In a phase III trial (TRYBECA-1) reported in the Journal of Clinical Oncology, Hammel et al found that the addition of eryaspase (suspension of erythrocytes encapsulating L-asparaginase) to chemotherapy did not significantly improve outcomes in second-line treatment of patients with advanced pancreatic ductal adenocarcinoma (PDAC).
Study Details
In the international open-label trial, 512 patients were randomly assigned between September 2018 and December 2020 to receive eryaspase plus chemotherapy (n = 255) or chemotherapy alone (n = 257). Treatment was administered in 4-week cycles and consisted of eryaspase at 100 U/kg on days 1 and 15; and investigator's choice of chemotherapy consisting of either gemcitabine at 1,000 mg/m2 and nab-paclitaxel at 125 mg/m2 on days 1, 8, and 15 or irinotecan at 180 mg/m2 (or nanoliposomal irinotecan at 70 mg/m2) on days 1 and 15, 5-fluorouracil at 2,400 mg/m2 as one 46-hour infusion (with a bolus of 400 mg/m2), and leucovorin at 400 mg/m2 on days 1 and 15. Treatment continued until disease progression or unacceptable toxicity. The primary endpoint was overall survival.
Key Findings
Median overall survival was 7.5 months (95% confidence interval [CI] = 6.5–8.3 months) in the eryaspase group vs 6.7 months (95% CI = 5.4–7.5 months) in the control group (hazard ratio [HR] = 0.92, 95% CI = 0.76–1.11, P = .374).

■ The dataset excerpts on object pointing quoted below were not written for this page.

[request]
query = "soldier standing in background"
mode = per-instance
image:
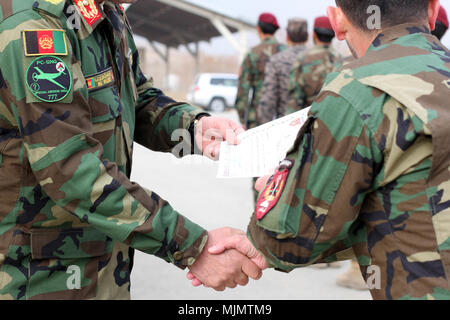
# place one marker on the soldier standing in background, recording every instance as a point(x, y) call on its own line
point(441, 24)
point(274, 96)
point(368, 176)
point(312, 67)
point(251, 78)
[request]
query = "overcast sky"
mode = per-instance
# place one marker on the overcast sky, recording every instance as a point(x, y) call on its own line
point(249, 10)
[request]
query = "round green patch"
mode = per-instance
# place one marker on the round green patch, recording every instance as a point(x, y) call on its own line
point(49, 79)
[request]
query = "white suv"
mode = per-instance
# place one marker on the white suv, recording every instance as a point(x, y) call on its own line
point(214, 91)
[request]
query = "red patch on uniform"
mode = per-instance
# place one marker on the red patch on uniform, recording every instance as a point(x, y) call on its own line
point(271, 194)
point(89, 12)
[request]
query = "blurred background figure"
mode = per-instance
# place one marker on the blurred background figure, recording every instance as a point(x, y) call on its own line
point(312, 67)
point(251, 77)
point(274, 97)
point(441, 24)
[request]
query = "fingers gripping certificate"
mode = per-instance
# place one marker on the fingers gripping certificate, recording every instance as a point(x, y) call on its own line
point(261, 149)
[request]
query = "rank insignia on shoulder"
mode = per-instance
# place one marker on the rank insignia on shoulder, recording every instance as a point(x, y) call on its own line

Median progression-free survival was 3.7 months (95% CI = 3.4–4.1 months) in the eryaspase group vs 3.4 months (95% CI = 2.0–3.7 months) in the control group (HR = 0.88, 95% CI = 0.73–1.07, P = .196); the use of subsequent therapies was similar in the two groups. Objective response rates were 16.1% vs 12.5% (odds ratio = 1.35, 95% CI = 0.81–2.24).
In both the eryaspase group and the control group, the most common adverse events of any grade were asthenia (75.4% vs 70.7%), diarrhea (55.6% vs 45.5%), and anemia (51.6% vs 40.7%). The most common grade 3 or 4 adverse events were neutropenia (25.4% vs 20.3%), asthenia (16.9% vs 13.8%), and anemia (17.3% vs 12.2%). Treatment-related death occurred in four patients (1.6%) vs two patients (0.8%).
The investigators concluded: “The addition of eryaspase to chemotherapy did not improve [overall survival, progression-free survival, or objective response rate]. [Adverse events] were generally consistent with previous reports of chemotherapy. These results do not support additional development of eryaspase in [pancreatic cancer].”
Pascal Hammel, MD, of Hȏpital Paul Brousse, Villejuif, France, is the corresponding author for the Journal of Clinical Oncology article.
Disclosure: The study was supported by Erytech Pharma. For full disclosures of all study authors, visit ascopubs.org.